Capability Overhang — We’re Driving AI Like It’s a City Car
A recent piece I read used a phrase that stuck with me: capability overhang. The idea is simple: today’s AI models may already be far more capable than what most of us actually extract from them in daily life. The gap is not only in intelligence — it’s in usage.
Here’s the metaphor that helped me internalize it. Imagine you own an absurdly powerful sports car. The engine can go very fast. But you mostly drive it like a small city car: short trips, narrow streets, traffic lights, speed bumps, and a constant need to look for signs. The car isn’t the limiting factor. The roads are. And the quality of your navigation matters as much as horsepower.
AI has horsepower. We have narrow roads.
In AI terms, “narrow roads” are our current interfaces and habits: we use chat boxes, we type short prompts, we ask one question at a time, and we manually split projects into dozens (or hundreds) of micro-steps. This works — but it often forces a strange rhythm: the human becomes the project manager, the memory, the quality control, and the integrator.
That’s not a criticism. It’s simply how early tools look. Most of us are still “driving” AI in first gear because our workflows were built for the pre-AI world. We are adapting humans to AI, instead of adapting the work to the new capability.
The prompt isn’t the project — the project is the prompt
I’ve noticed something in my own work: many small projects take days or weeks not because the model can’t do them, but because I’m feeding the work as a long sequence of tiny prompts. Each prompt is a speed bump: I restate context, I re-correct drift, I reconcile decisions, I re-align style, I ask for a new version, and so on.
Now imagine the opposite: a single dense “project prompt” that contains:
- the goal (what success looks like)
- constraints (style, tone, tech stack, legal/brand rules)
- inputs (existing files, data, assumptions)
- deliverables (exact outputs you want)
- checks (how to validate correctness)
If you can express the whole project like that — coherently — the model can often produce a surprisingly complete first draft. Not perfect, but already shaped. Iteration becomes refinement, not reconstruction.
In other words: a lot of “AI productivity” isn’t about better models. It’s about learning to write better roads.
Why we don’t do this more often
Two reasons, in my experience:
- We lack navigation tools. When the environment is complex, we need structure: templates, checklists, context packets, stable project memory, and a way to keep decisions consistent.
- We lack confidence in first-pass synthesis. We are trained to distrust “one-shot” work. So we micromanage by default, even when the model could have handled a larger chunk.
That’s why the next leap won’t only be a bigger model. It will be better orchestration, better interfaces, and better habits: systems that let us drive at highway speed without crashing.

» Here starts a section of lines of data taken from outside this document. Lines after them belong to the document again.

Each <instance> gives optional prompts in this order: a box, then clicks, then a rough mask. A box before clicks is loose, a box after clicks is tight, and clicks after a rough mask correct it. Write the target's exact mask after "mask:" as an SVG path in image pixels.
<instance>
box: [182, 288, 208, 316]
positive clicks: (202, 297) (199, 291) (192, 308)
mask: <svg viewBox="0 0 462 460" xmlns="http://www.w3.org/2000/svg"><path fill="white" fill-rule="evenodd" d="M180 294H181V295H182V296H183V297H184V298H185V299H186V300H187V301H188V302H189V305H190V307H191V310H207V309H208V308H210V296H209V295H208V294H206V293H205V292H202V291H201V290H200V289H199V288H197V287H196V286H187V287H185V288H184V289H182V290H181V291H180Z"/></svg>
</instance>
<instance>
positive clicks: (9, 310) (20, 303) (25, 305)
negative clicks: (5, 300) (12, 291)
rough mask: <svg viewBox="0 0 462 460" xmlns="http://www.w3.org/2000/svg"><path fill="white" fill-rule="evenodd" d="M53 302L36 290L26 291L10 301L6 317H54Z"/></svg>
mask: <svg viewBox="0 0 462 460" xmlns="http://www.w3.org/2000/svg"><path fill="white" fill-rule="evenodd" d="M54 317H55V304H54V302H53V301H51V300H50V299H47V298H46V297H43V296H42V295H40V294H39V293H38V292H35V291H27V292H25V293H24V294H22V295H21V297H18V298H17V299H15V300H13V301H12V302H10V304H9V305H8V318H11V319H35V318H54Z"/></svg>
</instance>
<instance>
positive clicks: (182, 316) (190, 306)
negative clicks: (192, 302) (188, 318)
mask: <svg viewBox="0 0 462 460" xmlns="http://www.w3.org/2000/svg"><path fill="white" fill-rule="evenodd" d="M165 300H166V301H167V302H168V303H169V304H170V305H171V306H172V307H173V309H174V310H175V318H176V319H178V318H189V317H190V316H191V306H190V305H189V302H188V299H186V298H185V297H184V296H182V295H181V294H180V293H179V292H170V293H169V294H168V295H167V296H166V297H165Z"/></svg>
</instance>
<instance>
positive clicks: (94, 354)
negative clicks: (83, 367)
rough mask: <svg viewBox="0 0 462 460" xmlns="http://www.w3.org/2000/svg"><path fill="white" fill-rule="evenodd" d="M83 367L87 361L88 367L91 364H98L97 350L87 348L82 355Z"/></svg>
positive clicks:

What “better roads” look like in 2026
My bet is that the most valuable progress this year will look like this:
- Project-level prompts replacing chatty, step-by-step prompting
- Workflow scaffolds (plans, validation loops, structured outputs)
- Tools and adapters that turn reasoning into action (search, files, APIs, tests)
- Memory you can trust (what was decided, why, and what must not change)
- Human roles shifting from “typing prompts” to “setting goals and verifying”
If the “capability overhang” idea is correct, then there is an interesting implication: the competitive advantage is not waiting for smarter models. It is learning to use today’s models at a higher gear before everyone else does.
A practical experiment
Next time you start a “small” project, try this: write a one-page project brief as if you were briefing a very capable collaborator. Include the constraints, the exact deliverables, and what “done” means. Then ask the model for a single integrated draft — and only afterwards iterate.
The goal isn’t perfection. The goal is to reduce the number of “traffic lights” between idea and output.